In reality, Bourbon has faced much peril in the almost 200 years since the word was first used to describe the Whiskey from Kentucky predominantly made of corn and aged in new charred oak barrels, and it is thanks to the hard work of the people of the Bourbon Industry and their dedication to preserving the image and identity of Bourbon and for keeping the industry alive in the face of near-constant hardship.
Here are some of the major milestones that shaped Bourbon as we know it today.
Once upon a time there were no laws regulating what Bourbon was or what could be called Bourbon. So naturally, there were some unscrupulous rectifiers pouring prune juice, turpentine, tobacco spit, and other nasty things into immature Whiskey or even grain-neutral spirits to “rapidly age” it and call the end product Bourbon in order to increase their profits.
People were getting sick and distillers knew they had to act fast if they were to save the public image of Bourbon.
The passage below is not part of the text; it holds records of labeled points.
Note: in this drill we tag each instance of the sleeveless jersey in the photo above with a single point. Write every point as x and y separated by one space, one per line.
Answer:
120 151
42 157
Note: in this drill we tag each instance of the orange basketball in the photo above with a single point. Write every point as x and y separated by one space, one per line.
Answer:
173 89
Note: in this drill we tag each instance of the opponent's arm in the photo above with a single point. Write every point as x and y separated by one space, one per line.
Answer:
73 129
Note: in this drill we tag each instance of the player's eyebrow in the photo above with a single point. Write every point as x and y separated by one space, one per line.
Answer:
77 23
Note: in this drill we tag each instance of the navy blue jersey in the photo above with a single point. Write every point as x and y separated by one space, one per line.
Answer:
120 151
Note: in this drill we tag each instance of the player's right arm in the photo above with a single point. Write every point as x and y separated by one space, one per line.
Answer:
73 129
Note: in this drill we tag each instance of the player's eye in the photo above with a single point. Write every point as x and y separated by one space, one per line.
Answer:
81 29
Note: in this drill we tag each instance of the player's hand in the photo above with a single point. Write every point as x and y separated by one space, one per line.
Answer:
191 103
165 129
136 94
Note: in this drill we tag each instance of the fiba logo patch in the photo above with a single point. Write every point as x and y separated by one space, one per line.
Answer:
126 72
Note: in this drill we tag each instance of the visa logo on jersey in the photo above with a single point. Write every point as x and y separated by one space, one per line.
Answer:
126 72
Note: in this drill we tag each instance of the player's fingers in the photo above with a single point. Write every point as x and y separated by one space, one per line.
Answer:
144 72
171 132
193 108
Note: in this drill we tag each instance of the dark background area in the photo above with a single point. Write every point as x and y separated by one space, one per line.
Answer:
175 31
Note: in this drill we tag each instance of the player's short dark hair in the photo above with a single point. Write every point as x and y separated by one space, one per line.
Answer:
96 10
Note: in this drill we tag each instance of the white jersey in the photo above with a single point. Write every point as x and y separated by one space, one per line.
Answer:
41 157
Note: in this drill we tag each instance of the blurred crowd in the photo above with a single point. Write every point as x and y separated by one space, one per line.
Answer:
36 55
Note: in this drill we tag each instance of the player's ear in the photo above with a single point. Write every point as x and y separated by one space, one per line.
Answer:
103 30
E.H. Taylor, Jr. led the charge to pass the Bottled-In-Bond Act of 1897, which required Bonded Whiskey to be produced under government supervision at one distillery in the same season, aged at least four years under government supervision, and bottled at 100 proof with only pure water added to adjust proof.
When consumers bought Bonded Whiskey they knew what they were getting, and it quite possibly saved the Bourbon Industry from irreparable reputational damage.
2. Pure Food And Drug Act
This next consumer protection law came about just a few short years later in 1906, when “Straight Whiskey” became Whiskey that did not have any flavorings or colorings added, and anything with such ingredients or that included grain neutral spirits would be labeled “Imitation Whiskey.”
President Taft eventually had to moderate dissent between rectifiers and distillers, and ultimately the Taft Decision said that Straight Whiskey could only have pure water added, while Whiskey with other additives would have to be called “Blended Whiskey.”
Consumers were ensured of the purity of Straight Bourbon Whiskey and protected from harmful imitations, preserving Bourbon’s reputation once again.
Many distilleries were put out of business by “The Noble Experiment” never to return. Others got by on medicinal licenses and bought excess Whiskey from other distilleries that lacked such licenses.
This consolidated Bourbon production to a handful of major distilleries that would open or reopen after Repeal. Distillers came together to form the Distilled Spirits Institute (now the Distilled Spirits Council of the United States) in order to form an agreement on how beverage alcohol could be marketed and distributed - an effort to show they didn’t want to create the same kind of environment that had led to Prohibition in the first place.
4. The War Effort
Distilleries were expected to and even required to stop the production of beverage alcohol and retrofit stills to produce ethanol for WWI and WWII. This was difficult on the industry, especially after the Repeal of Prohibition when they were trying to meet demand from thirsty consumers.
But they did their part, even changing over from 48 to 53-gallon barrels to save wood - those were the largest barrels that would fit in current ricks and it saved a significant amount of lumber. To this day most distilleries still use 53-gallon barrels.
The industry saw its popularity tank around the time James Bond started ordering his Martinis shaken, not stirred. Distilleries had to drop the price of their spirit, which had aged many years and lost volume due to the Angel’s Share, in order to compete with a spirit that could be produced one day and sold the next.
The 1964 Congressional Resolution declaring Bourbon a “distinct product of the United States” would help, but those effects would not become tangible for decades. Those price drops would also stick around for decades, zapping the industry’s profitability, and many distilleries are just now slowly and quiety beginning to adjust for market demands.
The Premium and Super-Premium Bourbon markets paved the way for today’s Whiskey Geek, who camps out at the liquor store on Friday night to score a bottle of Pappy or W.L. Weller or Barton 1792 225th Anniversary or Four Roses Al Young Small Batch or whatever allocated brand happens to be released on Saturday morning.
Those brands were built by the determination to stay afloat during the tough times and Master Distillers and owners who pounded the pavement and educated consumers and just plain refused to give up on Bourbon.